Researchers at two universities in North Carolina have developed a new method to expand stem cells isolated from patient’s lung biopsies.
A team led by Dr. Jason Lobo, assistant professor of medicine at the University of North Carolina (UNC), and by Ke Cheng, associate professor in the Department of Molecular Biomedical Sciences at North Carolina State University (NCSU), previously found that lung stem cells could potentially treat mice with idiopathic pulmonary fibrosis (IPF).
With their new cell expansion method, stem cell therapy for fibrotic lung patients comes closer to reality, finds their study, “Derivation of therapeutic lung spheroid cells from minimally invasive transbronchial pulmonary biopsies,” in the journal Respiratory Research.
The researchers and their teams are now talking to officials at the U.S. Food and Drug Administration (FDA). They plan an initial clinical trial to test the therapeutic potential of this approach among a small group of IPF patients.
“This is the first time anyone has generated potentially therapeutic lung stem cells from minimally invasive biopsy specimens,” Lobo said in a news release.

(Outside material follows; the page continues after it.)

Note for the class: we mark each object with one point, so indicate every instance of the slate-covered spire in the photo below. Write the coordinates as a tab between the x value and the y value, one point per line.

Despite extensive research, only Esbriet (pirfenidone) and Ofev (nintedanib) have won FDA approval to treat IPF. Yet they only relieve IPF’s symptoms; they do not solve the underlying cause of the disease itself. Researchers have been studying stem cells as one possible therapy.

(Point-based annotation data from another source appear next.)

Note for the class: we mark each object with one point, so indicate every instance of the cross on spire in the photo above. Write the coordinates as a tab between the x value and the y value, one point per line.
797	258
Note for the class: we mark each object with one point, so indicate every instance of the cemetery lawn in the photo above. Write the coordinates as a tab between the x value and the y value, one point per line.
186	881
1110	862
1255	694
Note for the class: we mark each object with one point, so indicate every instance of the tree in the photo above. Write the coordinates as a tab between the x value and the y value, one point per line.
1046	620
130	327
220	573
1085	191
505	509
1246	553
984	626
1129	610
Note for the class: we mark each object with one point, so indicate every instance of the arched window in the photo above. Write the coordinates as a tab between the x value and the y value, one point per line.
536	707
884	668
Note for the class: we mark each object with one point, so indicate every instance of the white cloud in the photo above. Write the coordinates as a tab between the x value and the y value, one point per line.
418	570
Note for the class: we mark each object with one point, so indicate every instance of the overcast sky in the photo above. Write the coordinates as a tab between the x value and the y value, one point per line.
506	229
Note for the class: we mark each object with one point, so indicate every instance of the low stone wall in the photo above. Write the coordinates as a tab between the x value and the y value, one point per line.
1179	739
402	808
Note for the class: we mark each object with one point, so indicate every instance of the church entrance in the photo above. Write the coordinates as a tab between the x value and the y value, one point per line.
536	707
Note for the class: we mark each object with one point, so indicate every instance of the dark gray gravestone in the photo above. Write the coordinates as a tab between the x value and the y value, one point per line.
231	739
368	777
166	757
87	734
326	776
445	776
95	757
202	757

Cheng and Lobo have been studying a particular subset of stem cells called lung spheroid cells, which apparently have regenerative properties, as well as anti-fibrosis and anti-inflammatory effects, in animal models of IPF. Such cells also have a better therapeutic response than mesenchymal stem cells, which have been the focus of potential fibrosis treatment in several studies.

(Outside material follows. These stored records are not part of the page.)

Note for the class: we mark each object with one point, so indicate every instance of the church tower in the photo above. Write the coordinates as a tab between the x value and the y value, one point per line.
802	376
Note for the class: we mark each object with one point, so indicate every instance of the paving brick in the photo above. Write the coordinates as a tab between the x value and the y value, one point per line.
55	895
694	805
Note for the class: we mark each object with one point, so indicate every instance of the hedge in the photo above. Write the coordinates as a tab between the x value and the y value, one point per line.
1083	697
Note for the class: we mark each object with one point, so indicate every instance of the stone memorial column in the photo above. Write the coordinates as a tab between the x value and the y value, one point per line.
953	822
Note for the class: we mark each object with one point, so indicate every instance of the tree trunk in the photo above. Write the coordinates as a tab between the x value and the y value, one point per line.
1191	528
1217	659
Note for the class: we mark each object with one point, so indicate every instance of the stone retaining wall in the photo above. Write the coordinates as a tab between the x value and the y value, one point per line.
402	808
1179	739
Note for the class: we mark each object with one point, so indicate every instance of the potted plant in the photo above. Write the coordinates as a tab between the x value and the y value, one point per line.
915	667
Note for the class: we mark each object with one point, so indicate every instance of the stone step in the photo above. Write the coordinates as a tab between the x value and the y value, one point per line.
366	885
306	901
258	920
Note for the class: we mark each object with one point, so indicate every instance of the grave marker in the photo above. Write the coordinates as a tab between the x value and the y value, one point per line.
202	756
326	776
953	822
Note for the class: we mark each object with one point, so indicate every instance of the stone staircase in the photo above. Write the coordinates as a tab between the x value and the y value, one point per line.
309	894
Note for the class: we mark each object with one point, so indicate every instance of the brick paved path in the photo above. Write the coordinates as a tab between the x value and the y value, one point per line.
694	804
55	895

The UNC/NCSU team says that through a relatively non-invasive procedure called a transbronchial biopsy, it is possible to obtain these lung spheroid cells from patients with lung diseases.
“We snip tiny, seed-sized samples of airway tissue using a bronchoscope,” Lobo said. “This method involves far less risk to the patient than does a standard, chest-penetrating surgical biopsy of lung tissue.”
By culturing these cells in the lab using a three-dimensional method they created, the team was able to expand the cells into an amount sufficient for treatment. When tested in mice, these human stem cells would accumulate in the animals’ lungs.
“These cells are from the lung, and so in a sense they’re happiest, so to speak, living and working in the lung,” said Cheng.
Added Lobo: “The treatment was safe and effective whether the lung spheroid cells were derived from the recipients’ own lungs or from the lungs of an unrelated strain of rats. In other words, even if the donated stem cells were ‘foreign,’ they did not provoke a harmful immune reaction in the recipient animals, as transplanted tissue normally does.”
Lobo and Chen hope that in the long run, their lung stem cell therapy can be widely used to treat patients with fibrotic diseases, either by collecting lung spheroid stem cells from the patient or from a healthy donor.
“Our vision is that we will eventually set up a universal cell donor bank,” Cheng said.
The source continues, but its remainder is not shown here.